Release date: June 25, 2009

The following statement was issued by Jerry Kozak, President and CEO of the National Milk Producers Federation, in response to the pending Waxman-Markey legislation the House of Representatives is expected to vote on Friday:
 
“NMPF and its members continue to have serious concerns about the potential impact on dairy farmers of the proposed climate change legislation to reduce greenhouse gas emissions, but we are grateful for, and supportive of, the hard work that Rep. Collin Peterson (D-MN) and other rural lawmakers have put into the legislation.
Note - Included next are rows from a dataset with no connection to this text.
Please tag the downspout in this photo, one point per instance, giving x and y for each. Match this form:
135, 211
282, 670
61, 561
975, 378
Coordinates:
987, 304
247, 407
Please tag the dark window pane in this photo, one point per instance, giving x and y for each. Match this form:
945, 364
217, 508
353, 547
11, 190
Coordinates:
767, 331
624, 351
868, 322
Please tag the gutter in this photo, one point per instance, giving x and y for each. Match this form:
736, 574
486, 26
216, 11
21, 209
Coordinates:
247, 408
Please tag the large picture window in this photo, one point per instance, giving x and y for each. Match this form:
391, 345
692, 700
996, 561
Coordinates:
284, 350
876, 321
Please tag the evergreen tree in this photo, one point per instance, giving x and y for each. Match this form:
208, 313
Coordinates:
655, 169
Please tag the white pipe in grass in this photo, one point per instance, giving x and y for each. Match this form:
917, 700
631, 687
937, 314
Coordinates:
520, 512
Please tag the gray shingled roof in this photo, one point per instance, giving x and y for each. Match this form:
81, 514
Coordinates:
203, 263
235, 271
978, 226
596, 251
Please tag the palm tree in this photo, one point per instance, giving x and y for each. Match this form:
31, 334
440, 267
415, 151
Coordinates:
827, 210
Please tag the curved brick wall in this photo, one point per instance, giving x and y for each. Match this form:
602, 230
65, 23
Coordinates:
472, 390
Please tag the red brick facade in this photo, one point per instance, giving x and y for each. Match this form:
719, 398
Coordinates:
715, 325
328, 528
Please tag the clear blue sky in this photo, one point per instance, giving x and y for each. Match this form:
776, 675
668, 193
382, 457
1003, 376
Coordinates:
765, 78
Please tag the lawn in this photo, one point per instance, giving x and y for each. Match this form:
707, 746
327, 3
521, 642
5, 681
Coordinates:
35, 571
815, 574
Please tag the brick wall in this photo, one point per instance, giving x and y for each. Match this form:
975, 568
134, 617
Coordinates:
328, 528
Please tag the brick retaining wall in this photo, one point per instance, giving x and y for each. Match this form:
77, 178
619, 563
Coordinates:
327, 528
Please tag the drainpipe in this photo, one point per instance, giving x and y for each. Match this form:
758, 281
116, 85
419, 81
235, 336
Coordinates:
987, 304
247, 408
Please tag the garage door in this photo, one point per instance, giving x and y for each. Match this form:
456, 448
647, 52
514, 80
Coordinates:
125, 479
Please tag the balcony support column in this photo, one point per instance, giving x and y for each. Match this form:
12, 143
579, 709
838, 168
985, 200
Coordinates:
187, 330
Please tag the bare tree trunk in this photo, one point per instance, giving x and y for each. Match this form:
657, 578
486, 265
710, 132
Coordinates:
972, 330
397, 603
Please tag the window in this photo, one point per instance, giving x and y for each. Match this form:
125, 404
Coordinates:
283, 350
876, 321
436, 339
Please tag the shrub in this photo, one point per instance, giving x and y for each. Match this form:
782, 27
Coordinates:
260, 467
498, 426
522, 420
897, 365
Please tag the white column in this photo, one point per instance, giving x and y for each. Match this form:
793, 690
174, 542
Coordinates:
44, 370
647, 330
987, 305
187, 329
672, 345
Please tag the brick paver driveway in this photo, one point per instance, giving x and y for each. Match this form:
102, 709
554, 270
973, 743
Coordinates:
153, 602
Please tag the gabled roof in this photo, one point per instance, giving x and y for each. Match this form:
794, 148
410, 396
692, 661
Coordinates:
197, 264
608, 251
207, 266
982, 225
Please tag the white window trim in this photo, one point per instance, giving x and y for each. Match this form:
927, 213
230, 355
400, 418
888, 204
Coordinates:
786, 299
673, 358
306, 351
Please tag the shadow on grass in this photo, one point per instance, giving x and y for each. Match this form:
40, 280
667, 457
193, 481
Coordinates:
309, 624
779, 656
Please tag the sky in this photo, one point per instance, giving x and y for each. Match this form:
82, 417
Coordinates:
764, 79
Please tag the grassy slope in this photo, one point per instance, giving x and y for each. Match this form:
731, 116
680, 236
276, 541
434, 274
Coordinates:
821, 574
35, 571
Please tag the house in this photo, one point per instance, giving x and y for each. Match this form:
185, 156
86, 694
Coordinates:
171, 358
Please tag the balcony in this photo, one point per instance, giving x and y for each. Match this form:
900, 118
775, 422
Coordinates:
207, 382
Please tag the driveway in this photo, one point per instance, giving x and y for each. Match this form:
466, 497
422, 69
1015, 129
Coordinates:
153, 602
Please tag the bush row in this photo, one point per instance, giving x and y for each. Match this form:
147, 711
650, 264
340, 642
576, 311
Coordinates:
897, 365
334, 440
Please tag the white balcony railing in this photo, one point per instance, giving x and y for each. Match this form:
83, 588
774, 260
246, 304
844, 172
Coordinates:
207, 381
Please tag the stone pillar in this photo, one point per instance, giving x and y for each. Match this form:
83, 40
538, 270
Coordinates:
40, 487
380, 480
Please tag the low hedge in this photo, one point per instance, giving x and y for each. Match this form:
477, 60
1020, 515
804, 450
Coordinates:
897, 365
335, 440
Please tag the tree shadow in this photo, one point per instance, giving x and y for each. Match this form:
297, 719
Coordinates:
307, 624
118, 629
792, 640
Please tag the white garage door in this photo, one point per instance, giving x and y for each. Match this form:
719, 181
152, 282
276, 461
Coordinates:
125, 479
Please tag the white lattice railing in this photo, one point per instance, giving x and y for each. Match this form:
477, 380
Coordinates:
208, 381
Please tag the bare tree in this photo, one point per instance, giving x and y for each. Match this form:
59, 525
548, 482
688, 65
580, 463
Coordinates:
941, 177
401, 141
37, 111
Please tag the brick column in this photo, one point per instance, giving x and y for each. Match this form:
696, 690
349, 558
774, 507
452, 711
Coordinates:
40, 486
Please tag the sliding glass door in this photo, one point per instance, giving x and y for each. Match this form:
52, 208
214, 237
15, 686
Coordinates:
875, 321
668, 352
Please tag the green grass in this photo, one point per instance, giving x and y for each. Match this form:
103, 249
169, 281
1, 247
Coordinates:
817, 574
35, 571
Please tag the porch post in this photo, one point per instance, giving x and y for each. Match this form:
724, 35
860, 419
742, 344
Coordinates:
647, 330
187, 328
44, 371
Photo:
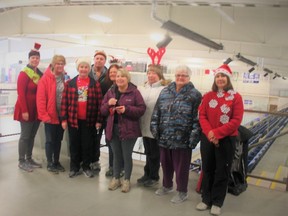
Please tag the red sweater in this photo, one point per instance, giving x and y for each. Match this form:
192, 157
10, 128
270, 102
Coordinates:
26, 101
222, 113
46, 98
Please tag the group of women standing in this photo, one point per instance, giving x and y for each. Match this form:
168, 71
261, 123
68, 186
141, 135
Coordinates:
172, 117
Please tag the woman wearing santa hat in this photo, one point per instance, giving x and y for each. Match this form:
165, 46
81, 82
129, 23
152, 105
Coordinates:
220, 115
25, 109
80, 112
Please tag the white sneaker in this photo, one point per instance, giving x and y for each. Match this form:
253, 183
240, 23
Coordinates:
114, 184
163, 190
179, 197
125, 186
215, 210
202, 206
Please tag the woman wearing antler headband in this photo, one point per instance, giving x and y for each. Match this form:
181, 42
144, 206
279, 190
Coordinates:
220, 115
25, 109
123, 106
175, 125
150, 92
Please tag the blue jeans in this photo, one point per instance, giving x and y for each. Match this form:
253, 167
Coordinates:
54, 136
26, 141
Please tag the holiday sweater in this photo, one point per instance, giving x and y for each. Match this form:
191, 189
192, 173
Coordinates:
221, 112
27, 84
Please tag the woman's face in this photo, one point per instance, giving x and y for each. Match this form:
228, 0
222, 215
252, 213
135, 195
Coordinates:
59, 68
152, 77
34, 61
221, 81
83, 70
113, 74
181, 78
121, 81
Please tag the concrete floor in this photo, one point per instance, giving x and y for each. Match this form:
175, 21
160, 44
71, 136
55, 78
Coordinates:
44, 194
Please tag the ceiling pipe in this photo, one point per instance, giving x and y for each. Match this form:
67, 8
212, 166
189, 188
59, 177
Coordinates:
153, 12
184, 32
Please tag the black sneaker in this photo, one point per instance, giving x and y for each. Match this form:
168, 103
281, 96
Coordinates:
52, 168
150, 183
142, 179
122, 173
33, 163
59, 167
73, 173
88, 173
109, 172
25, 166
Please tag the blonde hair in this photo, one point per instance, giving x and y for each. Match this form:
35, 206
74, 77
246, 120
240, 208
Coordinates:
56, 59
183, 68
124, 73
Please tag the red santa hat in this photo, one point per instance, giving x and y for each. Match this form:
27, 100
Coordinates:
225, 69
83, 60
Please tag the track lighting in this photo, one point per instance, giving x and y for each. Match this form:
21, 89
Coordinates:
276, 75
267, 70
251, 69
227, 61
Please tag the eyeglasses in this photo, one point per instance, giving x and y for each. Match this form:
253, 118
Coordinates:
181, 75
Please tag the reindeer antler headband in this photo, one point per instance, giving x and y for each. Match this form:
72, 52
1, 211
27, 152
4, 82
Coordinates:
156, 56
Until now, it wasn’t clear that dairy farms would even be able to produce greenhouse gas offsets from which they could profit under a cap and trade system of carbon regulation.
 
The agreement brokered yesterday by Peterson and the Energy and Commerce Committee leaders includes three critical points that NMPF had pushed for in the legislation:
  1. It allows the U.S. Department of Agriculture to be the regulatory body responsible for establishing the terms governing how farming operations could create offsets under a cap and trade scenario;
  2. It allows those that already have manure digesters to participate in the offset program, regardless of when they installed their digester, or how it was funded. Any reductions in greenhouse gases from digesters would be considered additional reductions under the legislation;
  3. Beyond digesters, the legislation would allow for a wide variety of practices to be considered offsets, such as reduced tillage practices, nitrogen efficiencies, and changes in livestock diets that reduce methane.
What’s clear now is that congressional leaders realize that agriculture has a great deal riding on the outcome of this historic legislation. What’s not clear is the final form of the legislation, particularly since the Senate must also create a similar bill. We’re a long way from knowing how this will play out, but we will continue to be sure that the concerns of dairy farmers are recognized in the legislative process.”


The National Milk Producers Federation, based in Arlington, VA, develops and carries out policies that advance the well being of dairy producers and the cooperatives they own. The members of NMPF’s 31 cooperatives produce the majority of the U.S. milk supply, making NMPF the voice of more than 40,000 dairy producers on Capitol Hill and with government agencies.